At least in the game of the expensive celebrity skincare lines, another day means another money. Brad Pitt announced the launch of his new skincare line, Le Domaine, joining the ranks of Hailey Bieber's Rhode Skin (formerly just Rhode) and Kim Kardashian's SKKN (hard to not read as "suckin'"). Despite the many language used to promote Le Domaine on its website and the fact that it is intended to be gender-neutral, scientific, and "terroir-based," all other indications suggest that Pitt isn't at all interested in it.
In an exclusive interview with Vogue, Pitt objects to inquiries about the typical celebrity skincare brand, which is apparently meant to promote the goods he is currently peddling. He declines the offer of a product demonstration and refuses to "drop the skincare routine" he employs personally. He's too agitated for facials and has no idea what a gua sha is. In addition to "inspiring" him with her work with Goop, he attributes his friend Gwyneth Paltrow with convincing him to wash his face twice daily.

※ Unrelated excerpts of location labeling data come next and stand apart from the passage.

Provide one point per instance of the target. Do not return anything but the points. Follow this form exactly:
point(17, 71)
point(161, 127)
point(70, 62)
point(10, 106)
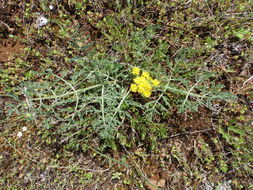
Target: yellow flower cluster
point(143, 83)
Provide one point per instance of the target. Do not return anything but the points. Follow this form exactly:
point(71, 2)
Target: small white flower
point(41, 21)
point(20, 134)
point(51, 7)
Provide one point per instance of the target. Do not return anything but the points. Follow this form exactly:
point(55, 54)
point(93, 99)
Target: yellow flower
point(147, 94)
point(136, 71)
point(140, 80)
point(155, 82)
point(133, 87)
point(146, 75)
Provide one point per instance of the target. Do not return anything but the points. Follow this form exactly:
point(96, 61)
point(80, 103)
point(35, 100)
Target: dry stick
point(143, 174)
point(190, 133)
point(73, 167)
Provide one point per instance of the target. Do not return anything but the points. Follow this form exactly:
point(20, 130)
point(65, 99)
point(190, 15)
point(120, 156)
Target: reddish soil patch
point(8, 48)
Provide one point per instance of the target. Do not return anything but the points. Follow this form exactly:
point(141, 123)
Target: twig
point(249, 79)
point(189, 133)
point(73, 167)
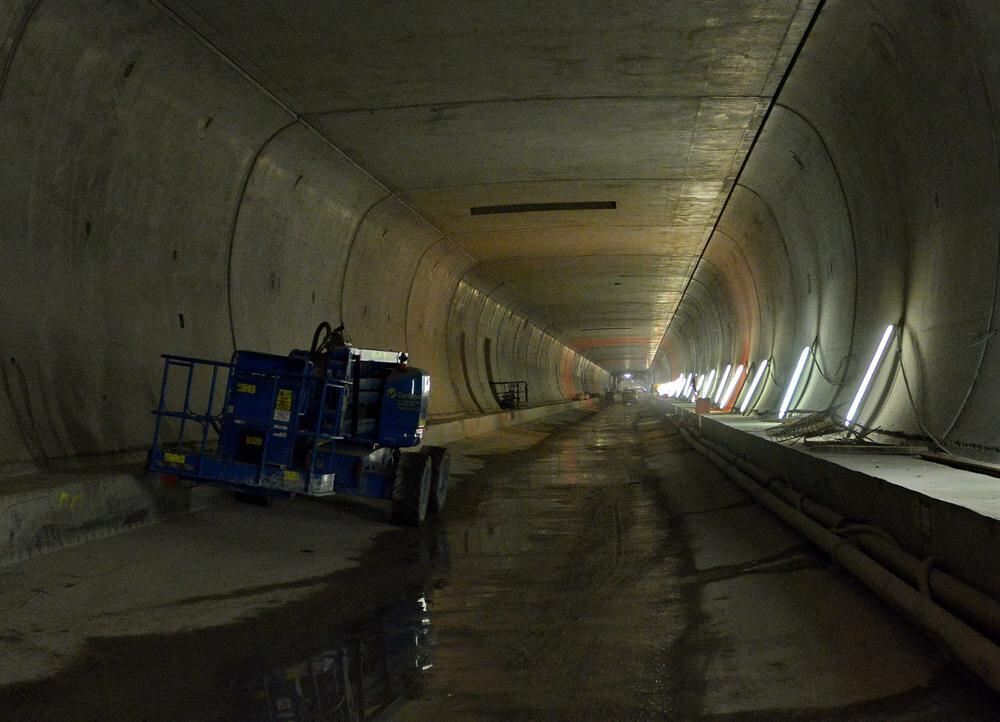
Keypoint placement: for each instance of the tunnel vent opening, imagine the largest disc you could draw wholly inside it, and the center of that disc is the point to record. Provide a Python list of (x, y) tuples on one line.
[(544, 207)]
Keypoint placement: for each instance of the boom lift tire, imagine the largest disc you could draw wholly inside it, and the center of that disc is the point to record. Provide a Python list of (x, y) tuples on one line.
[(411, 490), (440, 471)]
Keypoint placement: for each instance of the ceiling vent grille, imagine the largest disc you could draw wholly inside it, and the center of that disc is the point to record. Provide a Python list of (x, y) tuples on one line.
[(544, 207)]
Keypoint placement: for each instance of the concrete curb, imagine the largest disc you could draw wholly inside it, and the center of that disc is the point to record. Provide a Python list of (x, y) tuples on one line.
[(71, 509)]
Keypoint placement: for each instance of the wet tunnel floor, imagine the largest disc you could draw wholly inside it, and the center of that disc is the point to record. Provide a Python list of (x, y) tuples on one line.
[(588, 567)]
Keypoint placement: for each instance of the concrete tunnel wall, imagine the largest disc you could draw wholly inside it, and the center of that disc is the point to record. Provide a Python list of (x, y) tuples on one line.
[(871, 197), (153, 200)]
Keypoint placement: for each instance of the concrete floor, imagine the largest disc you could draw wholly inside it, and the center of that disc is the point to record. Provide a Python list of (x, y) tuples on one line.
[(589, 566)]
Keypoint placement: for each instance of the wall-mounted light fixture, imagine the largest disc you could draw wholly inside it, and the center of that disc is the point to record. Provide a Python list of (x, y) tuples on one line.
[(732, 386), (722, 383), (706, 391), (753, 385), (872, 368), (794, 383)]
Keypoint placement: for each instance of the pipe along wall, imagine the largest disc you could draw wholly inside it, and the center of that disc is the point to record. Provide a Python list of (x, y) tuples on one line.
[(154, 200), (871, 197)]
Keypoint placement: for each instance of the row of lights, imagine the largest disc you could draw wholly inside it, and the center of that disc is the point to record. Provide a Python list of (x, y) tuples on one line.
[(705, 386)]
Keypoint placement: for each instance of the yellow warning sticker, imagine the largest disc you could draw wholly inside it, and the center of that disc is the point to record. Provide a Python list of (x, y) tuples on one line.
[(283, 405)]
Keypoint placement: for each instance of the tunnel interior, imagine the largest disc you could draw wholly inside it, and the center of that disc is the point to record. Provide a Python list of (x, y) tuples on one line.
[(544, 194)]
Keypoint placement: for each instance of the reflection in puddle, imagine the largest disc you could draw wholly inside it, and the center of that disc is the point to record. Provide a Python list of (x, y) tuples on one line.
[(366, 675)]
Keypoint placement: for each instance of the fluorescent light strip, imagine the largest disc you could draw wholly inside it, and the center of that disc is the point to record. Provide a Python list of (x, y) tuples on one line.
[(790, 392), (753, 385), (732, 386), (872, 367), (706, 391), (722, 383)]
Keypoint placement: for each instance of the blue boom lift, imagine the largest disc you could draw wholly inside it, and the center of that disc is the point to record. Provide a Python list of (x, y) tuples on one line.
[(330, 420)]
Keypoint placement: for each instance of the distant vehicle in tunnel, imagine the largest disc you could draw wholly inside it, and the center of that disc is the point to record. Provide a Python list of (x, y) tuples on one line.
[(330, 420)]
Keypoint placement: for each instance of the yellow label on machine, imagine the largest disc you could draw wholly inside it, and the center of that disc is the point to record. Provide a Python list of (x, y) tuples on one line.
[(283, 405)]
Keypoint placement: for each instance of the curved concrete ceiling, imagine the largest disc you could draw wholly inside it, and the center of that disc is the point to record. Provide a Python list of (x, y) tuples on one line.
[(543, 192), (649, 107)]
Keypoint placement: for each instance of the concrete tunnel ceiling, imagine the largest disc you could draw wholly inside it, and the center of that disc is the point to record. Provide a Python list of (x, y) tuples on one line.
[(646, 110)]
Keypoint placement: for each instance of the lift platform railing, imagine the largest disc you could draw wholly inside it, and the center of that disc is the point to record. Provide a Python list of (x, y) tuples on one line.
[(200, 456), (511, 394)]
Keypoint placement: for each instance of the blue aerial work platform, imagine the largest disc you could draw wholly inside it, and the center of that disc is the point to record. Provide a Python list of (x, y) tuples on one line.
[(330, 420)]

So why is Pitt doing this if he doesn't intend to become a "beauty baron" and claims not to even be familiar with the term and just practises good skincare habits when he is being "taken care of"? That's a great question, and the response ought to be clear: All of this is related to his contentious vineyard, which he and his ex-wife Angelina Jolie are still suing each other over. If you recall, Pitt sued Jolie earlier this year for selling her portion of their former joint winery Château Miraval to a Russian oligarch (we've all been there). Pitt claimed Jolie "sought to inflict harm" on her ex-husband with the sale. (In contrast, Jolie's claims that Pitt had physically abused her and endangered their children on a private flight in 2016 are included in a newly made public FBI report.)
It seems that the grapes from Château Miraval are what distinguish the Le Domaine skincare range and drive up the price of its goods like "the serum" or "the cream" to over $300. Pitt is actually fucking invested in those grapes, in contrast to how completely indifferent he appears to be in the operation of his skincare brand. "I distinctly recall reading about the beneficial effects of grape skins on health as a topic we wanted to look into. But the fundamental notion returns to this location from the very beginning. It's just so fertile and immersed with creativity. Keep an eye out for Pitt-branded olive oil soon, as Pitt tells Vogue, "We create olive oil, truffles, and honey here."

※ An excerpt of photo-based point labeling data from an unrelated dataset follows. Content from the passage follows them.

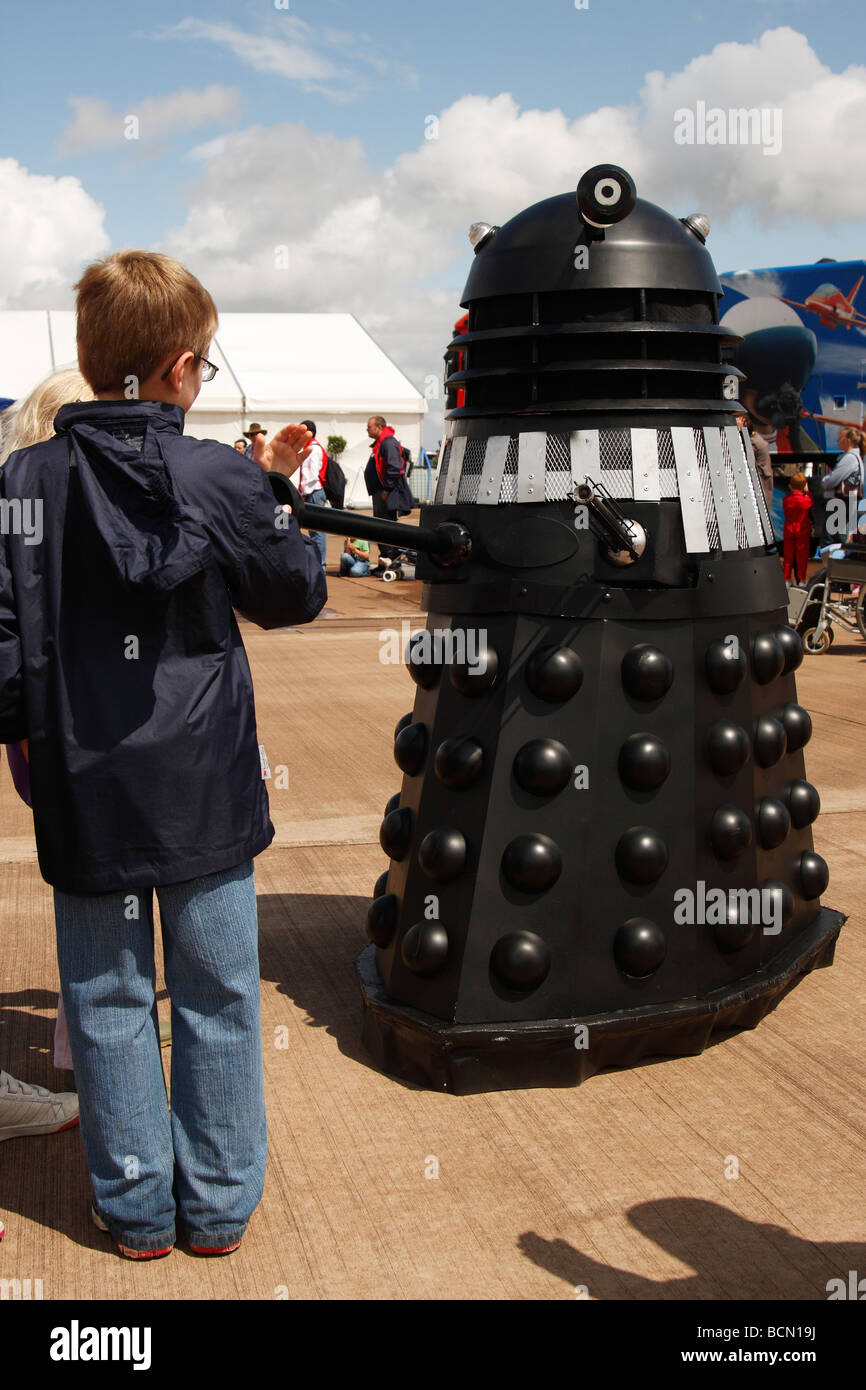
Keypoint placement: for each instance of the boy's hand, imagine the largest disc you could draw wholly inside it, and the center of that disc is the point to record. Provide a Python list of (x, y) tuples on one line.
[(285, 452)]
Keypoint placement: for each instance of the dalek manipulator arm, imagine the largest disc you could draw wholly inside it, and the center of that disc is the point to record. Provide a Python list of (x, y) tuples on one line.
[(446, 544)]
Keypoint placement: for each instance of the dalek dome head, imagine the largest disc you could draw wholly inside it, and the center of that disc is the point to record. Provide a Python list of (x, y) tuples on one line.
[(591, 300)]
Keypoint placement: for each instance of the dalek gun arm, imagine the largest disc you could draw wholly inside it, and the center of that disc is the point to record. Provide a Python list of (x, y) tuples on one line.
[(626, 540), (446, 544)]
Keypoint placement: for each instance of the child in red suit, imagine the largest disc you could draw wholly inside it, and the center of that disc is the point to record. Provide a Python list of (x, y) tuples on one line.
[(798, 528)]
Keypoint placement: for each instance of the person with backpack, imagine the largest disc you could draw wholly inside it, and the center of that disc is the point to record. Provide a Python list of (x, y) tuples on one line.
[(312, 485), (385, 478)]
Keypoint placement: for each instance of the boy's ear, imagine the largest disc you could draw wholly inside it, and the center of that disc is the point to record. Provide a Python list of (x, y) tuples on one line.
[(175, 377)]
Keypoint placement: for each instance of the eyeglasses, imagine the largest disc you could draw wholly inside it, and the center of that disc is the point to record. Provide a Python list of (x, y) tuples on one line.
[(209, 371)]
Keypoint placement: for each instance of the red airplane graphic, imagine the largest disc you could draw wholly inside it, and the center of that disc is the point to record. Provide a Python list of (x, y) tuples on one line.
[(831, 306)]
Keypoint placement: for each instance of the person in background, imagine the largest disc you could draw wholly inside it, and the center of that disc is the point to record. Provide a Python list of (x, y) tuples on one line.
[(847, 474), (312, 484), (385, 478), (32, 1109), (798, 530), (252, 435), (355, 560)]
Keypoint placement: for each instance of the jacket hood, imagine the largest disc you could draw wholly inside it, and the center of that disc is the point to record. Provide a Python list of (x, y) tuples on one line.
[(153, 540)]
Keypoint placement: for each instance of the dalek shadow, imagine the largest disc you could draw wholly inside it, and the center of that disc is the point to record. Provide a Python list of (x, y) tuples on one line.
[(602, 848)]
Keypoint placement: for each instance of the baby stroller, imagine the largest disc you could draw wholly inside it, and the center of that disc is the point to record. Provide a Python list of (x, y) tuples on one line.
[(836, 594)]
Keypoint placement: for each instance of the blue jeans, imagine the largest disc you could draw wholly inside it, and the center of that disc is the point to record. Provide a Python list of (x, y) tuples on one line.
[(319, 499), (355, 569), (205, 1159)]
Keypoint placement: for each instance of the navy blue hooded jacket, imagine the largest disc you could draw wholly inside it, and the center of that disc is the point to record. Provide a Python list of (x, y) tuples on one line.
[(124, 548)]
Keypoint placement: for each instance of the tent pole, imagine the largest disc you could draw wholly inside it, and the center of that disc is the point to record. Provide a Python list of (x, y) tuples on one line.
[(237, 382)]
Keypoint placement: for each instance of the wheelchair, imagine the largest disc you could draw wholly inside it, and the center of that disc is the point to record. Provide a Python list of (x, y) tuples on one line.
[(836, 597)]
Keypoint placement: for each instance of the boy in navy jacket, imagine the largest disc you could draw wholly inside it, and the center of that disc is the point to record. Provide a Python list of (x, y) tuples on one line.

Pitt seemed to believe that the "genderless" quality of Le Domaine is simply a result of the product being largely odourless. I don't know if it's just that I believe in being as inclusive as possible, he continues, the question mark in his beliefs doing a lot of the heavy lifting.
Pitt discusses his "family and friends" as his top concerns in the final section of the Vogue interview. He continues, saying that they are "at the end of the day, all that matters," which is probably why he keeps suing his own.